The state-owned bank said it was ready to sell €2.6bn of “non-core” loans including the old Springboard Irish subprime mortgages and has appointed advisers Morgan Stanley to find a buyer or buyers.
Improving market conditions mean the bank – once the country’s largest mortgage lender – sees a chance to off-load loans it no longer regards as “core” to its future business.
But campaigner David Hall’s Irish Mortgage Holders’ Organisation (IMHO) said the action is being taken despite the unfulfilled promise by the Department of Finance to bring in new laws to protect consumers when mortgages were sold.
“This is a cynical exercise by PTSB/Springboard and takes advantage of the ‘heads up’ given by the Finance Department that legislation is supposedly on the way. But where is it?” asked Mr Hall, IMHO director.
“The announcement of the intention to bring in consumer protection legislation has created a flurry of activity, as now announced by PTSB, to sell mortgages ahead of the new laws being enacted,” he said.

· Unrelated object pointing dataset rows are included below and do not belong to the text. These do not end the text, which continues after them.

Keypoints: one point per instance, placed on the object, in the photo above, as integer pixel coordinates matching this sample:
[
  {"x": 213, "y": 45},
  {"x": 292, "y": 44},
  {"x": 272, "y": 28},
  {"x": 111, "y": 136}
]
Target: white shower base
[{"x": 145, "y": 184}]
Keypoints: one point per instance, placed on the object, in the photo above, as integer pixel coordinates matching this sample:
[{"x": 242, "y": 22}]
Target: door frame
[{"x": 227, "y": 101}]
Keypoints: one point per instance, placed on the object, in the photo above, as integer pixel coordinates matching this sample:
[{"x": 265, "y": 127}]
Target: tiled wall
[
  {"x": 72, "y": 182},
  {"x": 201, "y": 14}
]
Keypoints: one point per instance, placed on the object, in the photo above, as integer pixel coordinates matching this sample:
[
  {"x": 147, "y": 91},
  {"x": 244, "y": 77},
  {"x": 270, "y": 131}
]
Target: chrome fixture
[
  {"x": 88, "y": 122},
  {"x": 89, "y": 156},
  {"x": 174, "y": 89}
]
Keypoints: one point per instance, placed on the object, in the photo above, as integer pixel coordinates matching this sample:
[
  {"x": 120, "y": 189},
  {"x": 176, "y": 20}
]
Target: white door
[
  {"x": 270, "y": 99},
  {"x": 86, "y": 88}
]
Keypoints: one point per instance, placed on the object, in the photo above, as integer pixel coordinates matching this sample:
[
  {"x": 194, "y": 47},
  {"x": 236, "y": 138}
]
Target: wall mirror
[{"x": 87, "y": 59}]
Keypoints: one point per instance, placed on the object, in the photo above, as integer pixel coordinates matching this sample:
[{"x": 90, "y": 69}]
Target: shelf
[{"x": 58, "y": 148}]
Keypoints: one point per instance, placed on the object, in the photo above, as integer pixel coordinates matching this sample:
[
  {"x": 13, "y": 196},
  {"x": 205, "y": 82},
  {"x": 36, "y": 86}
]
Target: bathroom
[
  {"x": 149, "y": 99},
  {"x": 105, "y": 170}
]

The commercial loans account for the lion’s share of the two portfolios, with a so-called face value of about €2.2bn. The residential loans, which include just over 2,000 mortgages, are about €430m par value.

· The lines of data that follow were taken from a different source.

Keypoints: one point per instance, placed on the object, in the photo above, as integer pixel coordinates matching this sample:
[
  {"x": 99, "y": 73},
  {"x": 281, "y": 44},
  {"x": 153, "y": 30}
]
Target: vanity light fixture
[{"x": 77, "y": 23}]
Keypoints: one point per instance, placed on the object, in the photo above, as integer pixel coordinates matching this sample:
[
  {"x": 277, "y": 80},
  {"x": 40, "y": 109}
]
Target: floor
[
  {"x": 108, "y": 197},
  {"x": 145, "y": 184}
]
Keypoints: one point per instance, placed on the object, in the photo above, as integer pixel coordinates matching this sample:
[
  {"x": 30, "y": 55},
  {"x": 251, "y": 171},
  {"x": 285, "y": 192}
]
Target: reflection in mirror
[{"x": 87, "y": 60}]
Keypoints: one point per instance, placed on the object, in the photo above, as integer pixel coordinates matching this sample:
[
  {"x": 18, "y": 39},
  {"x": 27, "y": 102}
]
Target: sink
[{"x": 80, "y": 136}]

But the key question raised by the sale is whether the buyers of the mortgages will comply with the Central Bank’s code of conduct on mortgage arrears – a consumer protection safety net for borrowers.
That code can only be enforced if the buyer of the mortgage is formally regulated by the Central Bank.
The same concerns were raised when home loans linked to the former Anglo Irish Bank were sold off. The buyers in that case, international investment funds Lone Star and Oaktree Capital Management, agreed to abide by the code but face no penalties for any breach.
A Permanent TSB spokesman said all protocols and regulations would be observed.
“We are conscious of the commitment by the Minister for Finance to introduce legislation to cover this area, and given that we are at the early stages of the transaction, we don’t anticipate any issues in this area,” he said.
It is understood the sales process could take up to 12 months. Last month, the bank’s chief executive Jeremy Masding said the bank had a reasonable chance of returning to private ownership by 2016 or 2017.
It also said that its mortgage arrears had fallen 10pc from their peak last year, while impairment charges are expected to be significantly down this year on those experienced in 2012 and 2013.